PIP helpline: 0345 850 3322
This new means-tested benefit is being rolled out across the UK.
It’s for people of working age and is gradually replacing new claims for income support, income-based Jobseeker’s Allowance, income-related Employment and Support Allowance, child tax credit, working tax credit and housing benefit.
If you spend 35 hours or more caring for your child or young person, you may be eligible for Carer’s Allowance. Read an overview of the Carer’s Allowance benefit and learn about eligibility and how to claim on the government website
Contact has factsheets and a video explaining who can claim. Visit CaF’s Carer’s Allowance webpage to learn more.
Become a DWP appointee for your young person
You can apply to the DWP to become an “appointee” and manage benefit affairs for your young person if they are not able to manage things themselves.
Sense, the national charity supporting people who are deafblind, have sensory impairments or complex needs, explains the role of appointee on its website.
Full details and how to apply to become a DWP appointee are on the Government website.
Challenging a DWP decision?
Disagree with a decision over Department for Work and Pensions (DWP benefits?
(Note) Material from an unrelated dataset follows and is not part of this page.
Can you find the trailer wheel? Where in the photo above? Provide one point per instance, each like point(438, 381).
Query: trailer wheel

Before you can appeal you have to ask the DWP to reconsider – it’s called a “mandatory reconsideration”.
Disability Rights UK has a free factsheet for anyone challenging a decision on a benefit administered by the DWP – such as employment and suppport allowance, DLA and PIP.
Parents’ top tips
- Get advice. Benefits can be complex and eligibility does depend on individual income and circumstances.
- Think ahead. If you know you’re going to have to go to an interview or face-to-face consultation or fill out a form, gather all the evidence you need in good time.
- Take a photocopy of any forms you fill in.
- Send them by registered post — payments can stop if you don’t meet the deadlines
- Be specific about how your child is affected by their disability or SEN. Spell out exactly how it impacts them, on separate sheets of paper if necessary.
More pointers: don’t miss our benefits blog article
The Disability Grants website
The Disability Grants website has loads of information on a wide range of grants for people with disabilities. It was set up by a parent and is worth a look.
The Family Fund
The Family Fund is a UK Charity which helps low income families who are raising a disabled child or young person with additional complex needs or children and young people with a serious illness. They support families by providing grants that relate to the need of their disabled child or young person. For example the money can be used for days out, garden play equipment, computers, toys and kitchen appliances like dishwashers and washing machines. To apply on line click here. You can also email email@example.com or phone 08449 744 099.
Education Welfare Benefits
Cambridgeshire County Council has a parent’s guide to education welfare benefits, ranging from free school meals and childcare for two-year-olds to bursary payments for 16-19 year olds to stay on in education. More information on the county council website or download a copy of the guide.
Mobility help from Pidley Mountain Rescue
This local charity, at Pidley, near Huntingdon, provides specialised equipment for disabled children and adults in Huntingdonshire to develop and progress their personal mobility, and improve their homelife, while raising awareness of the needs of disabled people in our community.
Equipment provided has included wheelchairs, electric scooters, specialised trikes,paediatric buggies, adaptive computer software and hardware; and sensory equipment.